The controversial British film Death of a President, a fictional documentary showing the assassination of United States President George Bush, had its first public showing on Sunday, receiving mild applause from an audience that seemed more interested in how it was made than why.
The 93-minute film, whose subject matter outraged many Americans, had its world premiere at the Toronto Film Festival before an audience of about 1 000 people.
After a short burst of applause at the movie’s end, about half the audience left the theatre quickly while the other half stayed for a question-and-answer session with producer/director Gabriel Range (32).
Range complained there had been a rush of judgement about his film, spurred by both its subject matter and by a still photo from the movie that superimposed Bush’s head on an actor being shot.

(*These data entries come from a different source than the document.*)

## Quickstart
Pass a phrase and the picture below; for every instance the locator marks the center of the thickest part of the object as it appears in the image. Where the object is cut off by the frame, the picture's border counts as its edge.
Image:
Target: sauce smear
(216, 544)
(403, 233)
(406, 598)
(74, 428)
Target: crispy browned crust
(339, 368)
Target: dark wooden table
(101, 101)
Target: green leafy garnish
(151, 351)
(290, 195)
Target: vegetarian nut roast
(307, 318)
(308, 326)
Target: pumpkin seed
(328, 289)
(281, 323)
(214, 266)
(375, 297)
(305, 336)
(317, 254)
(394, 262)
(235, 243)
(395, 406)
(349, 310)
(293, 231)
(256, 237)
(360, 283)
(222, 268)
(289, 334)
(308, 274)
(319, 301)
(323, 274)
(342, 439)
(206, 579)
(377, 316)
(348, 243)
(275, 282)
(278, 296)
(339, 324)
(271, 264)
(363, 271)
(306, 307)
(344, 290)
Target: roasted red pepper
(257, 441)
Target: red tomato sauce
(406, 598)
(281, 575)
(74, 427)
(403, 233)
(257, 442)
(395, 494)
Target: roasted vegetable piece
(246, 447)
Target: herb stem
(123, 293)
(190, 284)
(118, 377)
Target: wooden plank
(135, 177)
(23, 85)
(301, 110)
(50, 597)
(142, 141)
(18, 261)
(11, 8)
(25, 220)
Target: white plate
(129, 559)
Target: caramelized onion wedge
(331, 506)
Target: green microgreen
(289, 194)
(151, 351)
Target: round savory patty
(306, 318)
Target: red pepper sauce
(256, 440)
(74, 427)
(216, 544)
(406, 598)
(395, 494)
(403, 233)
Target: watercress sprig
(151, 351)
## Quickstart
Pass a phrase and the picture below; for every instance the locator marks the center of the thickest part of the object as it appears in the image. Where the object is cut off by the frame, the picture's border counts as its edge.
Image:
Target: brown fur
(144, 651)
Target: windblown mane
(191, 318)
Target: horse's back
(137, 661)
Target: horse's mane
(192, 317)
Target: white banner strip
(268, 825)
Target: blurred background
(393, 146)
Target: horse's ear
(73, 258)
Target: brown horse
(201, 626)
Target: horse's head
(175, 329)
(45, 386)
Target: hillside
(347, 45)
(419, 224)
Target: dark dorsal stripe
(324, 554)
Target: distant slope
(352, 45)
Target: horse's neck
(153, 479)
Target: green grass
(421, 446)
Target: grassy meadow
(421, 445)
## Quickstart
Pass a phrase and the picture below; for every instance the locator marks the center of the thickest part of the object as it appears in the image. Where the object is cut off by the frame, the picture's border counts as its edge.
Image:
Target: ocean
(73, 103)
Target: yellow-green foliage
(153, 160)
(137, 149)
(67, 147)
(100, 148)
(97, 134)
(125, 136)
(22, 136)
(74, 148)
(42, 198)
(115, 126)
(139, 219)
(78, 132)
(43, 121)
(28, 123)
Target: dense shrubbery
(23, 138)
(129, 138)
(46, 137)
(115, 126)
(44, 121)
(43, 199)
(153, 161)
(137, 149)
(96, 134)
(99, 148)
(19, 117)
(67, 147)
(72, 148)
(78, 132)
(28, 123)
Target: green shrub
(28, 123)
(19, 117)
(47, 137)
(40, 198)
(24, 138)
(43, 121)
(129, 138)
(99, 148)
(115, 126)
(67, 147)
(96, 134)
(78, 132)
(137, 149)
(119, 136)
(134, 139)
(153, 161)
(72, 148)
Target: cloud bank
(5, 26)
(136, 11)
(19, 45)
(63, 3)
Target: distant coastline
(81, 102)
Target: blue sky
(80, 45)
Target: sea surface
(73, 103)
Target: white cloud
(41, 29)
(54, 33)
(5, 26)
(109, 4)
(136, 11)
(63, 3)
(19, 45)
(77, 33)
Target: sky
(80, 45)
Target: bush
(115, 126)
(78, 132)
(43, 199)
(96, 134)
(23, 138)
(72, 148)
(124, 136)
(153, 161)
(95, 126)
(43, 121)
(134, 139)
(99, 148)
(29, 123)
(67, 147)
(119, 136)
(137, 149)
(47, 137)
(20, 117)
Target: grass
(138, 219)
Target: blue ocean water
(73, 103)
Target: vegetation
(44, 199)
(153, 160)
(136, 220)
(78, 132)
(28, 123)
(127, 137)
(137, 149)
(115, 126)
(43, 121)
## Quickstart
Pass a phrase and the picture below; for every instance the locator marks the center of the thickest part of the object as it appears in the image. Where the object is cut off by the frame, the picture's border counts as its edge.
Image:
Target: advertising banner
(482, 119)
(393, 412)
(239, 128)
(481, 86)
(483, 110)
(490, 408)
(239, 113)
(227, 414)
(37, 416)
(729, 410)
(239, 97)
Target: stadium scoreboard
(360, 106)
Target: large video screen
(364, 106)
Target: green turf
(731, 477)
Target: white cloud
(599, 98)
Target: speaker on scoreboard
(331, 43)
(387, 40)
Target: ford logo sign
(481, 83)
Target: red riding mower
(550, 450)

Many of the questions for Range concerned how he managed to make the film so realistic and whether authorities in Chicago, where it was filmed, knew what he was doing.
”We got permits to film. They knew the movie was called Death of a President and it was about the death of a president,” he said, adding that former FBI agents served as consultants on the project.
He added that he used archival material and digital special effects, as when he shows ”footage” of newly sworn-in President Dick Cheney giving the eulogy at Bush’s funeral.
Despite the sensationalism of its subject matter, the film tries to be a low-key and sober look at the effects of Bush’s post 9/11 policies on US society, especially on civil liberties.
Movie-goers left with mixed feelings, with one American tourist calling it overhyped but interesting.
The movie opens with demonstrations against Bush as he visits Chicago in 2007.
As he leaves a hotel after delivering a speech, he is shot by a sniper in a nearby building. A police hunt leads to the arrest of a Palestinian man on flimsy evidence.
Later the man is convicted of the assassination and kept in prison even as evidence points to another man as having committed the crime.
”I hope we portrayed the horror of assassination. There have been plenty of fictional films about assassination and I don’t think anyone would get the idea of assassinating Bush from this film,” Range said. – (c) Reuters 2006.